Observant Jews can now cross the street safely on Shabbat thanks to the installation of Britain's first "hands-free" pedestrian crossing. The new light indicates when to cross and when to stay put without the need to press a button and break Shabbat, the Daily Mail reported on Monday.
Observant Jews do not use electricity or operate machinery on Shabbat, and therefore pressing a button would be in violation of the Sabbath.
The "hands-free" crossing is located near a busy synagogue, the Daily Mail reported, and traffic will stop every 90 seconds from sunset on Friday until nightfall on Saturday.
The crossing, to be placed at the North Circular at the Henlys Corner junction, is one of London's busiest thoroughfares, but planners have assured the public that it will not cause bottleneck, the Daily Mail said.
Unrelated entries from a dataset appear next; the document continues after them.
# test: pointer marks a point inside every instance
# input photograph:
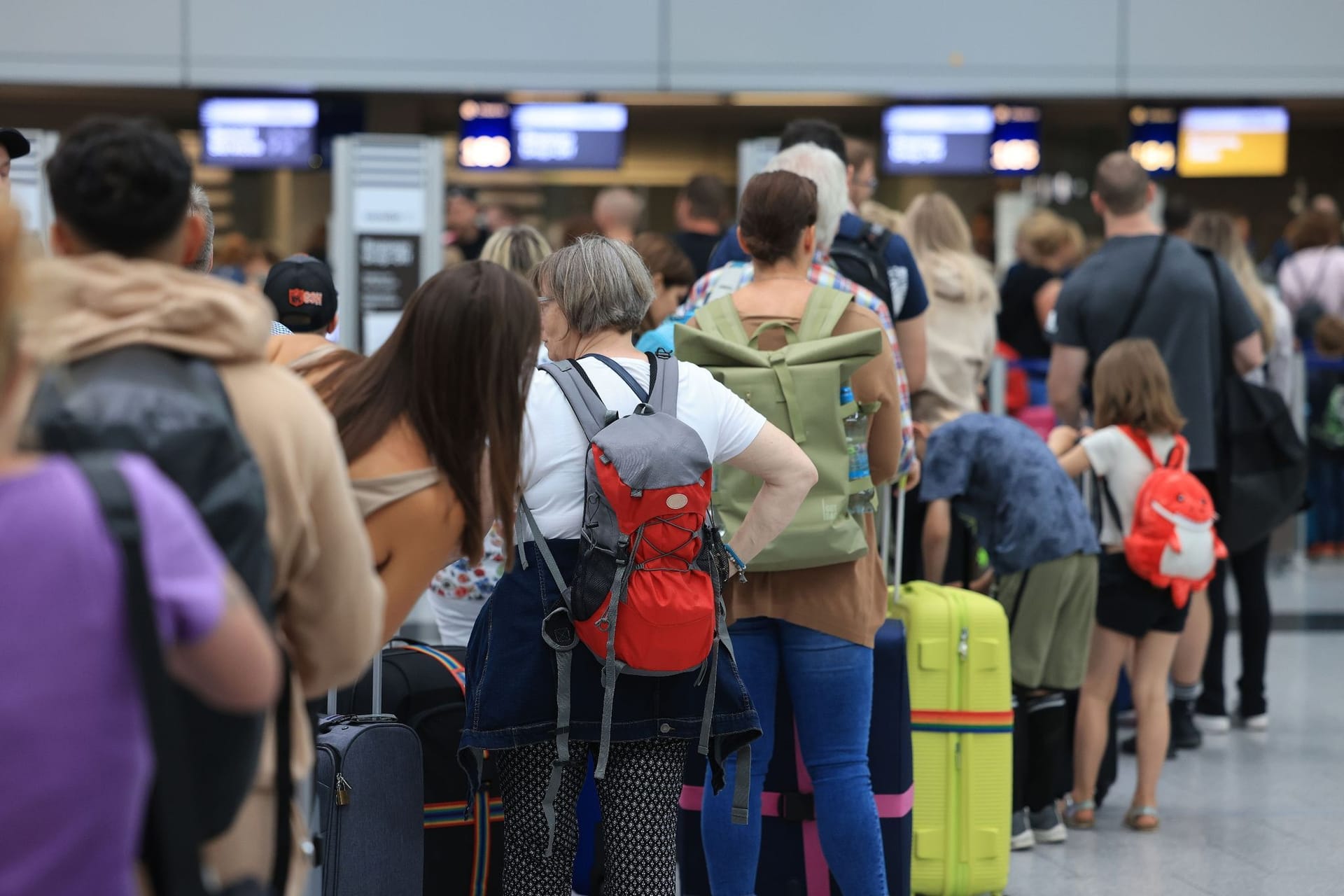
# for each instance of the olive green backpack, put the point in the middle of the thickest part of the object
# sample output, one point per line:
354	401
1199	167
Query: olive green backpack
797	388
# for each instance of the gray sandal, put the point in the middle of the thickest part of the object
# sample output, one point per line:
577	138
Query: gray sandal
1078	824
1142	812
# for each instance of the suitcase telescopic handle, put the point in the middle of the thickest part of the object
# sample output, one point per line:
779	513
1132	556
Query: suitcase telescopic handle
377	687
885	531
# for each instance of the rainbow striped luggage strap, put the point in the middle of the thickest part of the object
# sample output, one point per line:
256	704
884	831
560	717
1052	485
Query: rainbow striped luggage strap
961	722
480	813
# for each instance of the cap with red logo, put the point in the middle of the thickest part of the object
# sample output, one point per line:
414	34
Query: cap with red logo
302	292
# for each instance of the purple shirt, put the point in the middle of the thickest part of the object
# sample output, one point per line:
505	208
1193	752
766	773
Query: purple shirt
76	760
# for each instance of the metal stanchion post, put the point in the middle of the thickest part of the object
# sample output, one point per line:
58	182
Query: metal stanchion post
997	387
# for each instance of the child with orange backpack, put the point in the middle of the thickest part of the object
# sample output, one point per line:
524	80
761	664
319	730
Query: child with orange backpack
1160	547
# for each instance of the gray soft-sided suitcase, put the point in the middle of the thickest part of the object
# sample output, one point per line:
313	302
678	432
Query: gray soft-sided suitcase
371	797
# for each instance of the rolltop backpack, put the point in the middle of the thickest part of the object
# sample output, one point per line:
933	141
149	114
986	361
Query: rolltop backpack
1172	543
647	596
797	388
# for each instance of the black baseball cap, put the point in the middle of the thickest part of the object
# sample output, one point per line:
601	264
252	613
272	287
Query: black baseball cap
302	292
14	143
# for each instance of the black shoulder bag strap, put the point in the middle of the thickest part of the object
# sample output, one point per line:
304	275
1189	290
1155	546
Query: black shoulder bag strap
169	846
1145	288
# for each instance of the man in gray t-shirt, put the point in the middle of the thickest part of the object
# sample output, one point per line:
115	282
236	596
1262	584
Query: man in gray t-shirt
1180	312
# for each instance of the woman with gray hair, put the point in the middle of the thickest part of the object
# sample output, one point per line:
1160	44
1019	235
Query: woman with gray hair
594	296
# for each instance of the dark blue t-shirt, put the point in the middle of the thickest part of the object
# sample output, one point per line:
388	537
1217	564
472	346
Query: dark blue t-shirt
907	289
1000	475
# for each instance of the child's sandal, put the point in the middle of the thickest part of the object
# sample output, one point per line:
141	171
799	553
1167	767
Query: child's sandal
1136	814
1073	816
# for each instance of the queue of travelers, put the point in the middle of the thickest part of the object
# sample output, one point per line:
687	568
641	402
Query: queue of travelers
489	458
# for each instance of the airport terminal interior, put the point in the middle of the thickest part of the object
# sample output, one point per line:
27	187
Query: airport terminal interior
391	141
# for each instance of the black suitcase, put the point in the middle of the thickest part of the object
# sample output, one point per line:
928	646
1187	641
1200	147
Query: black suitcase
370	792
425	687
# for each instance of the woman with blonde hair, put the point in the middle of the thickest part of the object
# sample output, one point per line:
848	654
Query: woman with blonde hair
518	248
1047	246
1217	232
961	314
961	332
673	274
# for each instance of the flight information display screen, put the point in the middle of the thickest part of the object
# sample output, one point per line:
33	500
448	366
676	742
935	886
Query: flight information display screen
258	132
569	134
1154	133
540	134
1015	144
961	140
937	140
1218	141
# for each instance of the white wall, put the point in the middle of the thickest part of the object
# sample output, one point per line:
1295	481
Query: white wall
895	48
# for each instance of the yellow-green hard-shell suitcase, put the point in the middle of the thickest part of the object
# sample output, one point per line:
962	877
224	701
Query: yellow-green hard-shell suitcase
961	719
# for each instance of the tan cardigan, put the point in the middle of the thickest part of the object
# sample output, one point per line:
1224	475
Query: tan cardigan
328	598
961	330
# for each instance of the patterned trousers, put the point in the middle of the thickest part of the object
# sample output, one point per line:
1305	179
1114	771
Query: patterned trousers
638	817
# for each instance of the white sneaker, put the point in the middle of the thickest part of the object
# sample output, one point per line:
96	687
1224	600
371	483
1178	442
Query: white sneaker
1212	724
1047	827
1022	834
1257	723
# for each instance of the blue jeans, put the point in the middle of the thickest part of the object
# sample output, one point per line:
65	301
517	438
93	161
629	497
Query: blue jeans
1327	489
830	682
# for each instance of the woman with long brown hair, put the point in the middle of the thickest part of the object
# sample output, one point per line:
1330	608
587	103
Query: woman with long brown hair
432	422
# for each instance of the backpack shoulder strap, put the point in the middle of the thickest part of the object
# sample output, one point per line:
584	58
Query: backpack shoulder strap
720	317
825	307
663	386
581	396
168	848
1142	442
1180	450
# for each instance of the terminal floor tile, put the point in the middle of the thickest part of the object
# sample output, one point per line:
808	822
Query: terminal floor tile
1249	814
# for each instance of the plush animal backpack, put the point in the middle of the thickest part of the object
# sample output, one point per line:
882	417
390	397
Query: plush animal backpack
1172	543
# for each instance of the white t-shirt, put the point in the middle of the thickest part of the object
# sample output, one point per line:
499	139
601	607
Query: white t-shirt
1117	458
555	449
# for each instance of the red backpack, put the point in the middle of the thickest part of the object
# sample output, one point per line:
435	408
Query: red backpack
647	593
1172	543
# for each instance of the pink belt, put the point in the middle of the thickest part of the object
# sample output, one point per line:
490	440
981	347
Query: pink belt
776	805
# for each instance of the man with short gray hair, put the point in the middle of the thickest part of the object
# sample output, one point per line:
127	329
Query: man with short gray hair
200	207
617	213
827	171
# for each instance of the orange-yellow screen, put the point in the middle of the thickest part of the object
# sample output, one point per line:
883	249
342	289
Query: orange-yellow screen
1230	143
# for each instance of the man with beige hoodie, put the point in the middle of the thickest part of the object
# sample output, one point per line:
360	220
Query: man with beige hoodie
120	190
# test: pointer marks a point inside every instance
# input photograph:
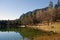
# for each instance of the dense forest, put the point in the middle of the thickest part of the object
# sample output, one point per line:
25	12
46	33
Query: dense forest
47	14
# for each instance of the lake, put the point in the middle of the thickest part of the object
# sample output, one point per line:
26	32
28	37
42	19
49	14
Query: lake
21	33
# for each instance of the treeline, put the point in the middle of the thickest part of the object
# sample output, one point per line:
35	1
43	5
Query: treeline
40	15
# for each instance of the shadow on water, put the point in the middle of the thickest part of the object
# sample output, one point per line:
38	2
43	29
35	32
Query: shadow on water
26	33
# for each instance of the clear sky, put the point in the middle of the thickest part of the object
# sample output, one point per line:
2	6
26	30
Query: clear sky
13	9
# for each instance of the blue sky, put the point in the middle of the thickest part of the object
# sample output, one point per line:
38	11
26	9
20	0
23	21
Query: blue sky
13	9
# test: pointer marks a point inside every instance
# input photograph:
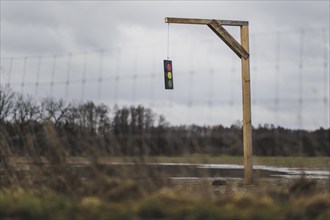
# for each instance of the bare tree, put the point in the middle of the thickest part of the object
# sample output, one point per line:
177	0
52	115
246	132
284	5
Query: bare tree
7	98
54	110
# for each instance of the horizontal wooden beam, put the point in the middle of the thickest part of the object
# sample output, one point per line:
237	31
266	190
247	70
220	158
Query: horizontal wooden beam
228	39
205	21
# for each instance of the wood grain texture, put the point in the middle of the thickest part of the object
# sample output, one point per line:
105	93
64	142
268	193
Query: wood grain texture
228	39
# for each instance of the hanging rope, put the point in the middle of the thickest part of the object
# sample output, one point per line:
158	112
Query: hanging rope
168	41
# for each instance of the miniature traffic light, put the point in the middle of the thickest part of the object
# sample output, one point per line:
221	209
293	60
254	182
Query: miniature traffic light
168	74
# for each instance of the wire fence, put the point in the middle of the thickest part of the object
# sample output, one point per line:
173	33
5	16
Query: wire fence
289	74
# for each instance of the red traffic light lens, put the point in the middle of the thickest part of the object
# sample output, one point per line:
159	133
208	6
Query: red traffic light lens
169	67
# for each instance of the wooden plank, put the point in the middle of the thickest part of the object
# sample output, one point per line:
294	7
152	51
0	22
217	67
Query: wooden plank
228	39
246	95
205	21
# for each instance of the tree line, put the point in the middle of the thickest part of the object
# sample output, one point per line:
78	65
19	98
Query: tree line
28	126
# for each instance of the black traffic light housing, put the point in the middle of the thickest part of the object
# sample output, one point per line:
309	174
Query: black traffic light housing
168	74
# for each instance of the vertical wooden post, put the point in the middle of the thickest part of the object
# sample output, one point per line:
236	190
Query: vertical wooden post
246	95
242	50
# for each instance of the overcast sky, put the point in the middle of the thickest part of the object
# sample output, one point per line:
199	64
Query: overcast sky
289	45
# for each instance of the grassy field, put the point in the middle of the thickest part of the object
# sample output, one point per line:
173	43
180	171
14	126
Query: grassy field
58	192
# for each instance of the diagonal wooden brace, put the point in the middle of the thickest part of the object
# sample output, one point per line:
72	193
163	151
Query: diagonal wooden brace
228	39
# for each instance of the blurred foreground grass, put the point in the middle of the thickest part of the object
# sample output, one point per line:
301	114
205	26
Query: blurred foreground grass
57	191
179	201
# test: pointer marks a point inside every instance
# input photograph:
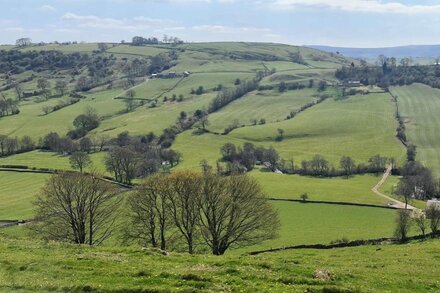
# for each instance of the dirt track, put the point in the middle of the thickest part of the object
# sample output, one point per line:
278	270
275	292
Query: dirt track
393	202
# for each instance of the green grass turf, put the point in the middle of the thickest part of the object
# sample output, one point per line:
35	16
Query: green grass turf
144	119
360	127
17	191
355	189
50	160
389	188
270	105
26	267
309	223
145	51
419	106
31	122
72	48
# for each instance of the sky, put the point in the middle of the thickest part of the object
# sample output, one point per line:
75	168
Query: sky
346	23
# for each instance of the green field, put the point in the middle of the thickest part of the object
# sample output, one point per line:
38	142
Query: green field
17	191
269	105
360	127
356	189
419	106
49	160
309	223
26	267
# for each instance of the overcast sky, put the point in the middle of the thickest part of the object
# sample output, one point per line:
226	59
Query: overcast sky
350	23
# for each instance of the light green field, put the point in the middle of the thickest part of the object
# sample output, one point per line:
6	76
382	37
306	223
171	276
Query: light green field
50	160
31	122
145	51
81	47
308	223
356	189
388	268
17	191
419	106
270	105
360	127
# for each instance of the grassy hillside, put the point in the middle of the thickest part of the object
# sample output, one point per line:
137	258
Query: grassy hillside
419	106
17	191
269	105
359	126
25	267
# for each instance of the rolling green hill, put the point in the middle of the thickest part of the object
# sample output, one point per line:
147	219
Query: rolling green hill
419	106
359	126
26	267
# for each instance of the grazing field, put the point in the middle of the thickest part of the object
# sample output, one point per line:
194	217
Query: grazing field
32	122
359	126
50	160
419	106
25	267
310	223
17	191
269	105
356	189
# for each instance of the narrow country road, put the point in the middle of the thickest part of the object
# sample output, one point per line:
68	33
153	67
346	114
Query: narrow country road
394	203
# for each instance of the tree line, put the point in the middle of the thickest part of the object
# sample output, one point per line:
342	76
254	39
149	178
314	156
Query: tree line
244	159
185	210
389	73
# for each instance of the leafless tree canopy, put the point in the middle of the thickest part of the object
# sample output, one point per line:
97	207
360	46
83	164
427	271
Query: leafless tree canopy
76	208
222	211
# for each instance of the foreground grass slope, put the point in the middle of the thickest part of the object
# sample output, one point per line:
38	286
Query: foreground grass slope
419	106
25	267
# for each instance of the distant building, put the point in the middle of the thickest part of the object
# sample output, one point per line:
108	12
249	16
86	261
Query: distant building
353	83
433	202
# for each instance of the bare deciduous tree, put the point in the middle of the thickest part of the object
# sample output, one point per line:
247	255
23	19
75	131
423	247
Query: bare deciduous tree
226	211
403	223
235	213
80	160
433	214
151	218
76	208
184	203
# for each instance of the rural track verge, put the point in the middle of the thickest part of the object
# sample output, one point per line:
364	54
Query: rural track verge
395	203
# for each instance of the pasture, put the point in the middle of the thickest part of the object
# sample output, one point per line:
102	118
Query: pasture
310	223
26	267
50	160
359	126
355	189
419	106
17	192
269	105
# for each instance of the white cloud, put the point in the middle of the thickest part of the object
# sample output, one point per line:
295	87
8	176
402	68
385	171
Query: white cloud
229	29
136	23
374	6
48	8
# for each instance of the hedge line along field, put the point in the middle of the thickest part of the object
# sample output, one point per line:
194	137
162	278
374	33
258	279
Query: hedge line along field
359	126
311	223
32	122
50	160
25	267
355	189
271	106
419	106
17	192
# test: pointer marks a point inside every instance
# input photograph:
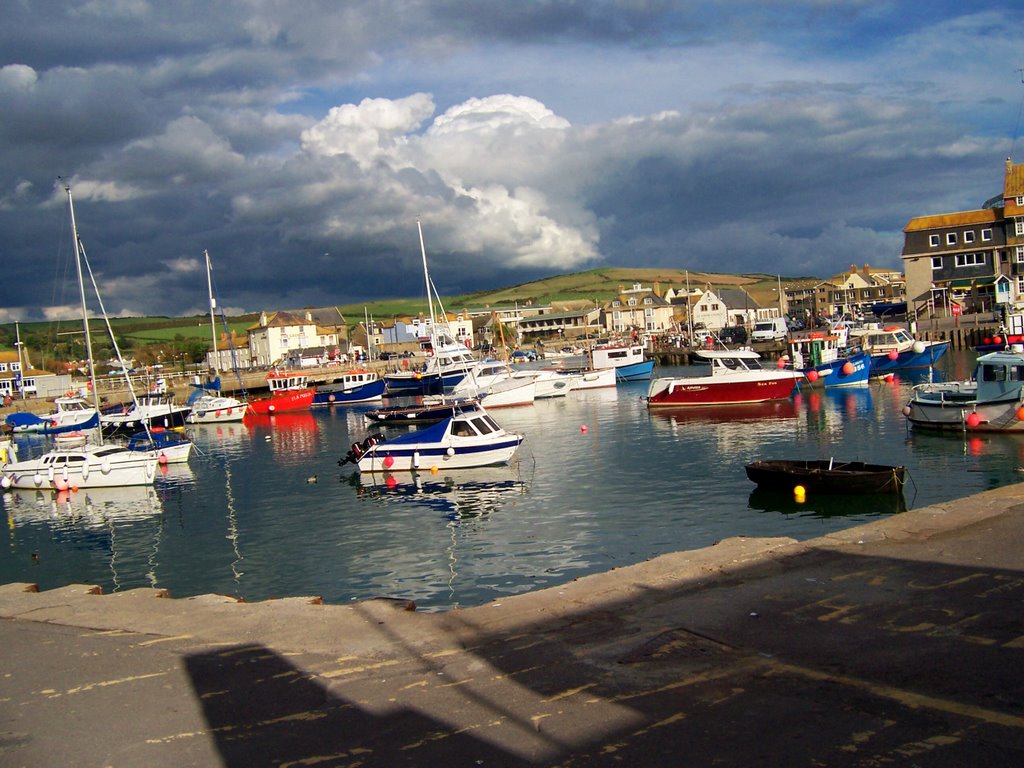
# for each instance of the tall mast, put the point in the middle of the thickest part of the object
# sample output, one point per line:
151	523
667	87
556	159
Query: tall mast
85	309
426	276
213	303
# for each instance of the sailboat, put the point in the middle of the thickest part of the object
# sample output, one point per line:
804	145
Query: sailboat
208	406
450	360
73	465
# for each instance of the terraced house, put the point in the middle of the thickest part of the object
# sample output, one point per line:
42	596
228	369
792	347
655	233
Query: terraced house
970	261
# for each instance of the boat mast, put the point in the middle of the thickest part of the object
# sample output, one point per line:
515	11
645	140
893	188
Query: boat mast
85	310
20	367
426	278
213	303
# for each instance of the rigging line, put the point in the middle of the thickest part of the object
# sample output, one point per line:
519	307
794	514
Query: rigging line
107	321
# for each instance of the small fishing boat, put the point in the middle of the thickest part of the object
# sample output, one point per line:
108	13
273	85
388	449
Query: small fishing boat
732	376
169	445
150	411
424	413
72	413
465	439
824	359
209	408
358	385
289	391
990	401
628	360
893	348
826	476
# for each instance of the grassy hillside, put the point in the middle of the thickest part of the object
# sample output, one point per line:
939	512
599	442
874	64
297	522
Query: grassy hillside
594	286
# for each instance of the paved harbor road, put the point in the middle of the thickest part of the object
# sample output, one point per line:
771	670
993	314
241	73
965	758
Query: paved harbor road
895	643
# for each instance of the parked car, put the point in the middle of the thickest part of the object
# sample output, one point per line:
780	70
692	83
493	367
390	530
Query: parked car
733	335
773	329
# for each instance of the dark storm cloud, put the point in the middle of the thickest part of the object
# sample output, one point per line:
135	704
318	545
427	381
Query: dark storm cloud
300	142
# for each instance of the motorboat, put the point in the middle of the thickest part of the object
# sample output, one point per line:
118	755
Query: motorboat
289	391
207	403
732	376
495	384
424	413
823	359
147	412
210	408
990	401
357	385
628	360
548	382
449	361
893	348
826	476
72	413
170	445
469	437
80	464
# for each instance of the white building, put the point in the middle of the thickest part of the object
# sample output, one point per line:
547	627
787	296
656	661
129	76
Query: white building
276	334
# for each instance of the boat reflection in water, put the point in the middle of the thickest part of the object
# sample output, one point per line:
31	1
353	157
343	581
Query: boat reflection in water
466	494
113	535
859	508
295	435
727	414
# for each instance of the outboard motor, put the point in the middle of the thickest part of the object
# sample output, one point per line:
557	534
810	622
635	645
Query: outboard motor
358	449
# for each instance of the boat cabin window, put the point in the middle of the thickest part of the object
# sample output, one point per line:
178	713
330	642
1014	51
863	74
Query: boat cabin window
990	372
484	425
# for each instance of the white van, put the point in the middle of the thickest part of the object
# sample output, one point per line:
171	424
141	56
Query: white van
770	330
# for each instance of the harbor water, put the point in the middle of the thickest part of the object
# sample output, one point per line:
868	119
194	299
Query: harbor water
263	510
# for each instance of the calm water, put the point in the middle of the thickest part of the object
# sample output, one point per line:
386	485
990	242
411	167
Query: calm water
244	518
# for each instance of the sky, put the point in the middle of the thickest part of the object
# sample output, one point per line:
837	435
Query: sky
299	142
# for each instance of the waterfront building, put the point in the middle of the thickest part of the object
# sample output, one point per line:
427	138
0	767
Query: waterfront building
970	261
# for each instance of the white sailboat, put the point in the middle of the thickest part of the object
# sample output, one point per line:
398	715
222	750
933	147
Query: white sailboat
81	465
450	360
208	404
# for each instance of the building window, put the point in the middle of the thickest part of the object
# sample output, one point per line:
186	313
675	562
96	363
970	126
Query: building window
970	259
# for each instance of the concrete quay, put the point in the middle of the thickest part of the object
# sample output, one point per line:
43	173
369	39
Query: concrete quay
896	643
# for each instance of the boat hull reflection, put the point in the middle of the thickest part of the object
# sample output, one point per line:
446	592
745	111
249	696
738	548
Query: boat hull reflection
468	493
825	505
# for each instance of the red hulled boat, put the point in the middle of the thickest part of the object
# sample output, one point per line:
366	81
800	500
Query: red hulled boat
732	376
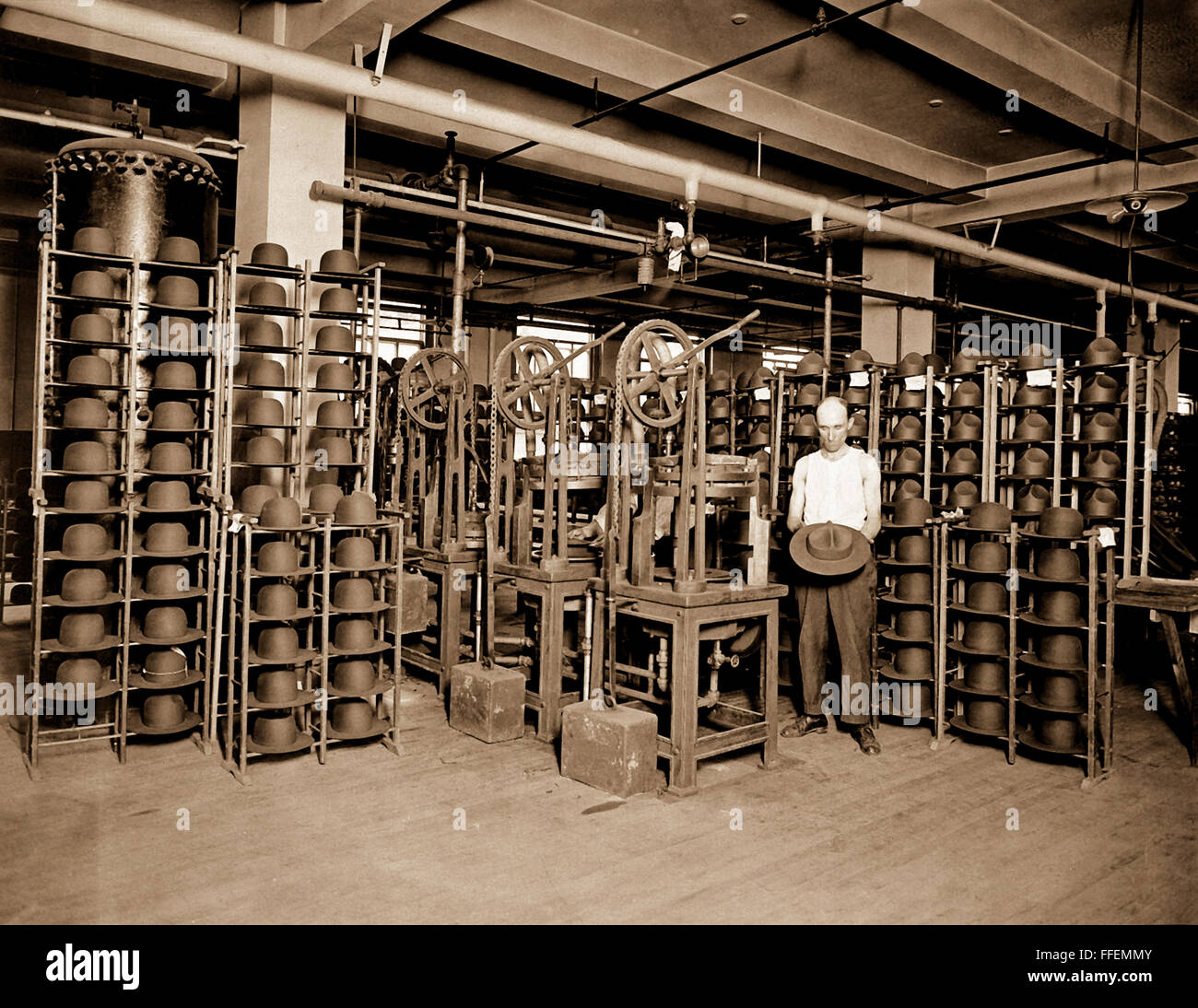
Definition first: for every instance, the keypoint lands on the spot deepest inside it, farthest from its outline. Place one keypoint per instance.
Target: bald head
(831, 418)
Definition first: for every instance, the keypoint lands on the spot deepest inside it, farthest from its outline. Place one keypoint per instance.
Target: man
(837, 484)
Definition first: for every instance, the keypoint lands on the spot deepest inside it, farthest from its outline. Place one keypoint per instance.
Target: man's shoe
(806, 724)
(863, 736)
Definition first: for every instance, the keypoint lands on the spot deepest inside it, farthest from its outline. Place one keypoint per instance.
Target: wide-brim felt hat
(1033, 395)
(270, 254)
(910, 512)
(1030, 500)
(1102, 463)
(355, 678)
(267, 293)
(88, 369)
(1062, 651)
(1101, 351)
(94, 240)
(1101, 389)
(1059, 523)
(275, 732)
(963, 463)
(990, 516)
(162, 714)
(982, 637)
(1101, 428)
(1033, 463)
(829, 548)
(91, 328)
(174, 375)
(338, 300)
(264, 412)
(967, 427)
(910, 365)
(354, 719)
(260, 331)
(965, 493)
(811, 365)
(254, 497)
(1031, 428)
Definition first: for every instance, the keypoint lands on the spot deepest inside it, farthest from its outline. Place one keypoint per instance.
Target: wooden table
(1177, 603)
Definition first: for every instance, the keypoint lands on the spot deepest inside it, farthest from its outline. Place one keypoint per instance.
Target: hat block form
(487, 703)
(614, 750)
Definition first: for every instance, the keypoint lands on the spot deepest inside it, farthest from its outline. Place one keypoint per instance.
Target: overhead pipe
(311, 71)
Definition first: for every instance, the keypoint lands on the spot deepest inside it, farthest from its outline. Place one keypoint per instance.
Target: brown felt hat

The system is to come into operation in December after the junction fully reopens following a massive ten-month upgrade costing £8 million, the Daily Mail reported.
The staff at Transport for London, the company responsible for maintaining London's main roads, reportedly decided to include the automatic crossings after religious leaders at Finchley United Synagogue explained the challenges faced by congregants attempting to cross the road.
TfL told the Daily Mail that the "hands-free" green man did not incur extra costs to the upgrade.
A spokesman for TfL said, "we always consult with the community over major road projects. This idea was suggested by the synagogue, whose members asked if it could be done. We thought about it and came to the conclusion that it could," the Daily Mail reported.